En la compañía de un café

Es una fría noche otoñal, caen las hojas secas, el viento sopla con más fuerza, en la compañía de un café me detengo a observar, me propongo dedicarle unos minutos a tantas emociones que guardo, muchas de ellas son para olvidarlas aunque en su origen está mi esencia, está mi fuerza interior.  Mi corazón guarda, a veces olvida, a veces se enciende y a veces se esconde, hoy todas aquellas manifestaciones han sido una realidad, un instante, un suspiro, hoy he callado, me he desentendido, he viajado, he escapado.
Palabras del vientre confuso, palabras de la sangre ardiente que brota y recorre mi cuerpo, palabras del vientre confuso, palabras que en una mirada han sido abatidas, han sido despertadas.
De pronto tuve miedo, miedo de mirar más allá, miedo de encontrar un color eterno, miedo de saber que he navegado en un universo desconocido que no me pertenece; de pronto tuve miedo y evite mirar más allá, evite mantener la respiración, me sumergí para no ver, me sumergí para evitar respirar por un instante, para no sentir más allá de lo que me permito sentir.

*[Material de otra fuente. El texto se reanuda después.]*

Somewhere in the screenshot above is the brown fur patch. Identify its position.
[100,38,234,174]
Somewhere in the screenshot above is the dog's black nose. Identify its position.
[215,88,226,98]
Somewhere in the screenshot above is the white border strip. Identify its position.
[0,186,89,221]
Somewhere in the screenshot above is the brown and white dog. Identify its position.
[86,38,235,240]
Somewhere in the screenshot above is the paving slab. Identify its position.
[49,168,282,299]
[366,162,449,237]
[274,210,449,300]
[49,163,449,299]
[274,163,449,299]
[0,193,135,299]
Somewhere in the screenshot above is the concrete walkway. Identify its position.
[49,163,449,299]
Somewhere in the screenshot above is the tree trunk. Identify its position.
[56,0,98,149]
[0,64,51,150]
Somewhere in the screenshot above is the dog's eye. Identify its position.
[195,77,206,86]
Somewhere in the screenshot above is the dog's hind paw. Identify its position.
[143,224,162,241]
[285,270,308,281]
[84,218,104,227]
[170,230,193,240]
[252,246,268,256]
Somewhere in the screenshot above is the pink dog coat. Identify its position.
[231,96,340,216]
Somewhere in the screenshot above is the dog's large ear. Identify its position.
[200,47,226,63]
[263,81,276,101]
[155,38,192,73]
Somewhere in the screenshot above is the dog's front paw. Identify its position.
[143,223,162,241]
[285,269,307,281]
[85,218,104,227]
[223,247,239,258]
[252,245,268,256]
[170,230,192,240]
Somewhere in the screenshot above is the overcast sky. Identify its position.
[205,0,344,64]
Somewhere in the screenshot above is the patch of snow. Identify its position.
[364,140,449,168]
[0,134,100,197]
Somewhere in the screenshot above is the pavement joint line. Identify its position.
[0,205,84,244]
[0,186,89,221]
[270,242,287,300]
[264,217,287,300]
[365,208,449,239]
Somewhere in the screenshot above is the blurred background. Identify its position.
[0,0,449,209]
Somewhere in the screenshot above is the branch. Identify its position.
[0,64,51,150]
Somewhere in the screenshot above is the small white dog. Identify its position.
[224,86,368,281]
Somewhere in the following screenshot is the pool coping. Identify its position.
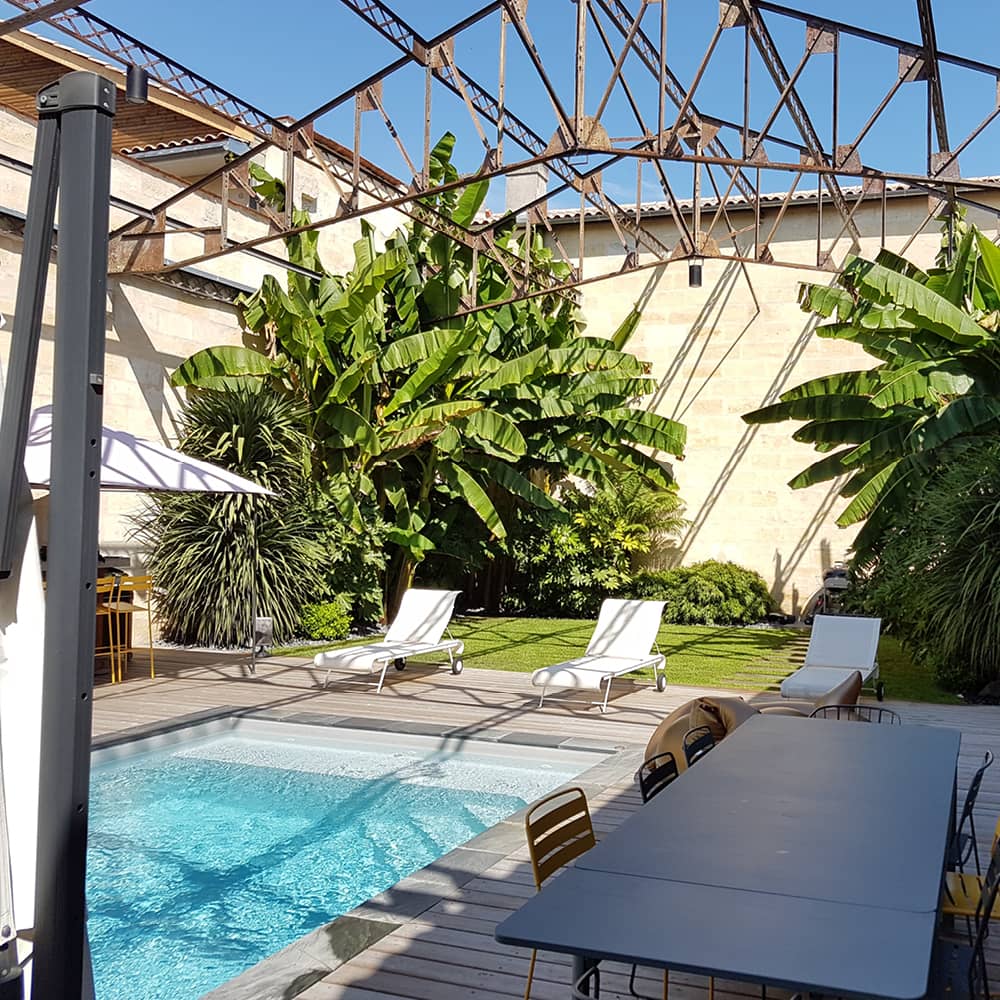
[91,706,642,1000]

En la compañía de un café me detengo y observo mis pies, observo mis manos, es una fría noche otoñal, una brisa me golpea el rostro, puedo alcanzar las estrellas desde la terraza de mi departamento central.  En la compañía de un café sacudo mi cabeza, me siento torpe por no poder hablar, por callar cuando he necesitado hablar, por bajar la mirada cuando en realidad he deseado mirar, adorar, abrazar; me siento torpe por lo parlanchín que soy ante las trivialidades de la vida y porque tan sereno y pasivo cuando he debido jugar, hablar, amar, abrazar y luchar por una eternidad.

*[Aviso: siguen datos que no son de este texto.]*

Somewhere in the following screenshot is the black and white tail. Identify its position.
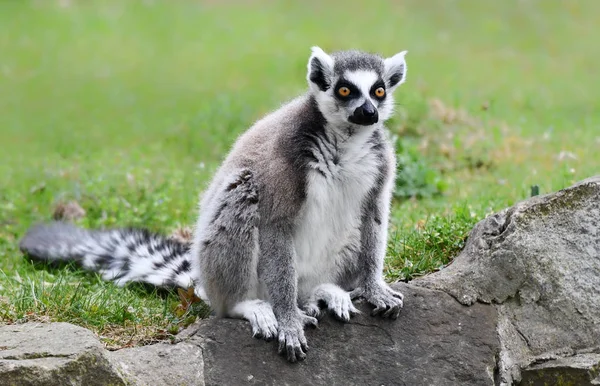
[20,222,194,288]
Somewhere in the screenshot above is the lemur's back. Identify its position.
[21,47,406,362]
[213,95,325,225]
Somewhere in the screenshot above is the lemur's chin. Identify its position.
[348,115,379,126]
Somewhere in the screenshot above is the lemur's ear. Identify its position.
[306,46,333,91]
[383,51,408,89]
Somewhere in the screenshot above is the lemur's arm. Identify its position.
[258,222,317,362]
[351,143,403,319]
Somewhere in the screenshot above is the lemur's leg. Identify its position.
[258,220,317,362]
[195,169,262,320]
[304,283,360,322]
[350,149,404,319]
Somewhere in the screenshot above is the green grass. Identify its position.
[0,0,600,347]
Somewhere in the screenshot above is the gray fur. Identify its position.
[331,50,384,76]
[22,47,406,362]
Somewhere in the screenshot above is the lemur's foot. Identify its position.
[279,309,319,363]
[311,284,360,322]
[231,300,278,341]
[350,282,404,319]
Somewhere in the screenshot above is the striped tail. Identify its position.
[19,222,195,288]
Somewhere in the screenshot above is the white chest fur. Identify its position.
[294,127,381,296]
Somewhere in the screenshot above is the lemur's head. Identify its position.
[307,47,406,126]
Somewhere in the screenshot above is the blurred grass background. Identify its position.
[0,0,600,347]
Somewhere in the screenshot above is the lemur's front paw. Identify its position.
[350,283,404,319]
[279,310,318,363]
[302,301,323,319]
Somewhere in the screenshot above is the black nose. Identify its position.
[350,100,379,126]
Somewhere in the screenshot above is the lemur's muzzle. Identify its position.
[348,99,379,126]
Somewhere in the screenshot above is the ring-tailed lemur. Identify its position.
[20,47,406,362]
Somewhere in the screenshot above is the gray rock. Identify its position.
[0,323,125,386]
[0,176,600,386]
[188,284,500,386]
[520,354,600,386]
[109,343,204,386]
[412,176,600,384]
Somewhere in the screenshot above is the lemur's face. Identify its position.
[307,47,406,126]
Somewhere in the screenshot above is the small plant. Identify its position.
[394,142,446,200]
[386,206,483,281]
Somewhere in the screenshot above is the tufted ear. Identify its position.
[306,46,333,91]
[383,51,408,89]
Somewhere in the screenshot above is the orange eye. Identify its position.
[338,87,350,97]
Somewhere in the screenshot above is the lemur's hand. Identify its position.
[279,309,318,362]
[350,282,404,319]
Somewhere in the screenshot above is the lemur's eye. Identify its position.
[338,87,350,97]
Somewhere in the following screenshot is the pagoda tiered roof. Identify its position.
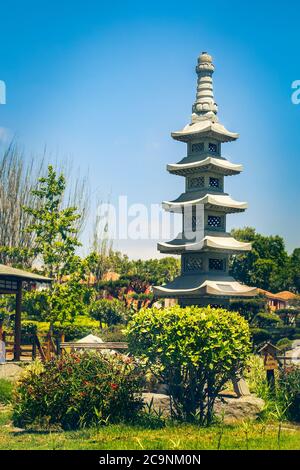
[153,273,257,298]
[171,119,239,142]
[157,233,251,254]
[153,52,257,306]
[167,156,243,176]
[162,192,247,213]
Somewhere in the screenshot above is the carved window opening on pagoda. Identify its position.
[192,206,203,232]
[191,142,204,153]
[207,215,224,228]
[183,256,203,272]
[0,279,18,291]
[188,176,205,189]
[209,176,221,189]
[209,258,225,271]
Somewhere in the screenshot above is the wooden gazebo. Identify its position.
[0,264,51,361]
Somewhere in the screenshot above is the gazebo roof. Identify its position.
[157,233,251,253]
[153,273,257,297]
[171,119,239,142]
[0,264,52,282]
[167,156,243,176]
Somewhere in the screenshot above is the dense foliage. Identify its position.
[277,366,300,422]
[13,353,142,429]
[128,306,250,424]
[231,227,300,292]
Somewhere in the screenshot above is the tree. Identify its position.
[128,256,180,284]
[0,143,43,268]
[22,279,88,325]
[290,248,300,292]
[24,165,81,280]
[230,227,291,292]
[127,306,250,425]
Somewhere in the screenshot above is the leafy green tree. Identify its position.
[86,248,130,284]
[127,306,250,425]
[22,279,88,324]
[290,248,300,292]
[128,256,180,284]
[24,165,80,280]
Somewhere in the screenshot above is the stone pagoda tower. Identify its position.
[154,52,257,306]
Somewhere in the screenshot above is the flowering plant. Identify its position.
[13,352,142,429]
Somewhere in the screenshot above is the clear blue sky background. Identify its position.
[0,0,300,257]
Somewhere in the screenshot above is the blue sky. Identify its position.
[0,0,300,257]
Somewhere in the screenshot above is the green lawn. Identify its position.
[0,410,300,450]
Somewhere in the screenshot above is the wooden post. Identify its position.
[14,280,22,361]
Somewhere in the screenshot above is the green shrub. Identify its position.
[277,366,300,422]
[13,353,142,429]
[254,312,281,328]
[250,327,271,346]
[89,299,126,328]
[228,297,267,322]
[100,324,126,342]
[22,315,100,343]
[0,379,13,403]
[128,306,250,424]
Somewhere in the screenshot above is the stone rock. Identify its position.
[142,393,264,424]
[0,362,23,382]
[215,395,265,424]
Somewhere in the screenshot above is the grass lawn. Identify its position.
[0,409,300,450]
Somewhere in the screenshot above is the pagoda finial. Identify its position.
[192,52,218,122]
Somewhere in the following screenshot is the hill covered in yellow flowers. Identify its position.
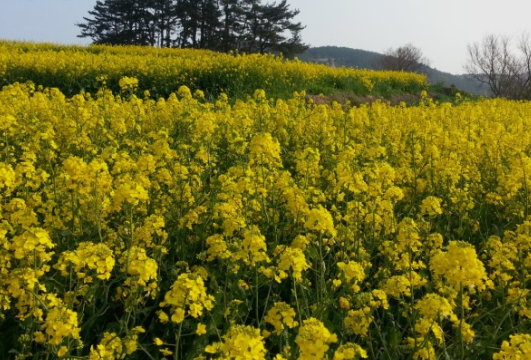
[0,41,427,99]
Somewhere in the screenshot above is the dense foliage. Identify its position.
[78,0,307,55]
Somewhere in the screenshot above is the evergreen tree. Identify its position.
[77,0,307,56]
[77,0,154,45]
[242,0,308,56]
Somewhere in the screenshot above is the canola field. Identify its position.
[0,40,427,99]
[0,41,531,360]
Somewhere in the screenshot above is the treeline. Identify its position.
[77,0,307,56]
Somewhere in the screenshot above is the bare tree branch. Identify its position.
[380,44,428,72]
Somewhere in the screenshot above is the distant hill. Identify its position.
[299,46,489,96]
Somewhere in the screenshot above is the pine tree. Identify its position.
[77,0,154,45]
[77,0,307,56]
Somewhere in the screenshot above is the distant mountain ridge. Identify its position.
[299,46,489,96]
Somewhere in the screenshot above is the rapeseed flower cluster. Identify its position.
[0,49,531,360]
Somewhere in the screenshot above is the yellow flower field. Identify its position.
[0,62,531,360]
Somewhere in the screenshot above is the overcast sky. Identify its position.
[0,0,531,74]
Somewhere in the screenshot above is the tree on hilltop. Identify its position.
[380,44,429,72]
[465,34,531,100]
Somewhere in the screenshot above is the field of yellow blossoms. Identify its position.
[0,41,531,360]
[0,40,426,100]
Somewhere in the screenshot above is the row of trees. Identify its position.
[77,0,308,56]
[465,34,531,100]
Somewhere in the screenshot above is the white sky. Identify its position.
[0,0,531,74]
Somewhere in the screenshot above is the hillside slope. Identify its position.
[299,46,489,96]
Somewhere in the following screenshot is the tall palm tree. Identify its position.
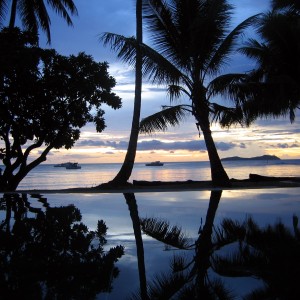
[0,0,77,43]
[104,0,255,186]
[102,0,143,185]
[123,193,149,300]
[234,0,300,122]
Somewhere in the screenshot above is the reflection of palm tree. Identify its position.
[0,0,77,42]
[137,191,300,300]
[141,190,230,299]
[124,193,149,300]
[105,0,258,185]
[213,216,300,300]
[0,194,124,299]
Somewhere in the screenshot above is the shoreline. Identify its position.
[11,174,300,194]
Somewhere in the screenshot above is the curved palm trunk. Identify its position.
[193,190,222,299]
[9,0,18,29]
[197,114,231,187]
[123,193,149,300]
[112,0,143,184]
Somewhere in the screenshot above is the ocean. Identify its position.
[0,160,300,300]
[14,159,300,190]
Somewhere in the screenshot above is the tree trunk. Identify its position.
[193,190,222,299]
[199,116,231,187]
[9,0,18,29]
[123,193,149,300]
[111,0,143,184]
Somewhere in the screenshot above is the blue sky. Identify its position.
[9,0,300,163]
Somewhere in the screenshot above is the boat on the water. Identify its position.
[66,163,81,170]
[146,160,164,167]
[54,161,81,170]
[54,161,73,168]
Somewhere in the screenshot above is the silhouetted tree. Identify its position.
[105,0,254,186]
[124,193,149,300]
[103,0,143,185]
[0,194,124,299]
[0,29,121,190]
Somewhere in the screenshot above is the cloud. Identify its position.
[78,140,241,153]
[273,143,300,149]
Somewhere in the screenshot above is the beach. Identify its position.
[0,160,300,300]
[14,160,300,192]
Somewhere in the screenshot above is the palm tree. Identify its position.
[123,193,149,300]
[105,0,143,185]
[135,190,234,300]
[236,0,300,122]
[104,0,255,186]
[0,0,77,43]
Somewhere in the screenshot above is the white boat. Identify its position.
[66,163,81,170]
[146,160,164,167]
[54,162,73,168]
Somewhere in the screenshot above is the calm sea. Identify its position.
[13,159,300,189]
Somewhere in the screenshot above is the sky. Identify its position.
[9,0,300,163]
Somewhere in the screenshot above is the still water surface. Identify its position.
[0,189,300,300]
[18,160,300,189]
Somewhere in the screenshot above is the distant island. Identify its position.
[221,155,281,161]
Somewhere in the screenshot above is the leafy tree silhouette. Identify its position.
[0,194,124,299]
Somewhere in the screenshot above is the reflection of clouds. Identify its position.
[36,188,300,299]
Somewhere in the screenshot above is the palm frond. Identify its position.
[140,105,191,134]
[141,218,191,249]
[207,73,255,105]
[148,272,189,300]
[100,32,137,66]
[206,14,259,74]
[167,84,191,102]
[100,32,189,85]
[210,103,250,128]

Hay música en mis oídos, sonidos medievales que me llevan por una senda terrenal, por una ilusión y romanticismo que le es propio a los poetas, a los artistas y próceres de tanta revolución de paradigmas que ha enfrentado la vida moderna; es una ilusión y un romanticismo que invade mi alma, esta noche, en un recuerdo fresco, en un sentimiento inmenso.

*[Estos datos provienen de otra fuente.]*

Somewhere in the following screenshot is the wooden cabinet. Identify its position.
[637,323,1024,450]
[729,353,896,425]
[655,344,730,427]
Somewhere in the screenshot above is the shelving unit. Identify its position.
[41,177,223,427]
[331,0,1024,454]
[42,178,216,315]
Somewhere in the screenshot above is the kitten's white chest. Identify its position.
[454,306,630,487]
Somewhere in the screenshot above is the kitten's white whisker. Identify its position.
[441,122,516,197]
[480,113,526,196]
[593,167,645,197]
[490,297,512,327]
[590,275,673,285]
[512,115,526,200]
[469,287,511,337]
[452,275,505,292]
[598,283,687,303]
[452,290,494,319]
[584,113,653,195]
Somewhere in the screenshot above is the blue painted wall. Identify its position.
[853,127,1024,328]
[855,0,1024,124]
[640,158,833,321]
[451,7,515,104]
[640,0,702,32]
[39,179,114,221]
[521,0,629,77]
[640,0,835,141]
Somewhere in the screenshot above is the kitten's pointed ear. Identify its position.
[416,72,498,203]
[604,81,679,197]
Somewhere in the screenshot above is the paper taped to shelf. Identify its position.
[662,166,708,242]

Es una fría noche otoñal, quisiera tener tu voz callada calmando mi ansiedad, quisiera tener tus brazos para sanarme las heridas, quisiera tener tus ojos sinceros para verlos una vez más, para atreverme.
Es una fría noche otoñal, es una noche de lamentos, de franqueza interior, un poco de vergüenza, parezco ser un luchador, parezco buscar mis sueños, pero es una ilusión, es una idea.  Es una fría noche otoñal, se me escapan los sueños, abandono a quienes me necesitan, te abandono a ti antes de tenerte, abandono a mi alma, te abandono una vez más.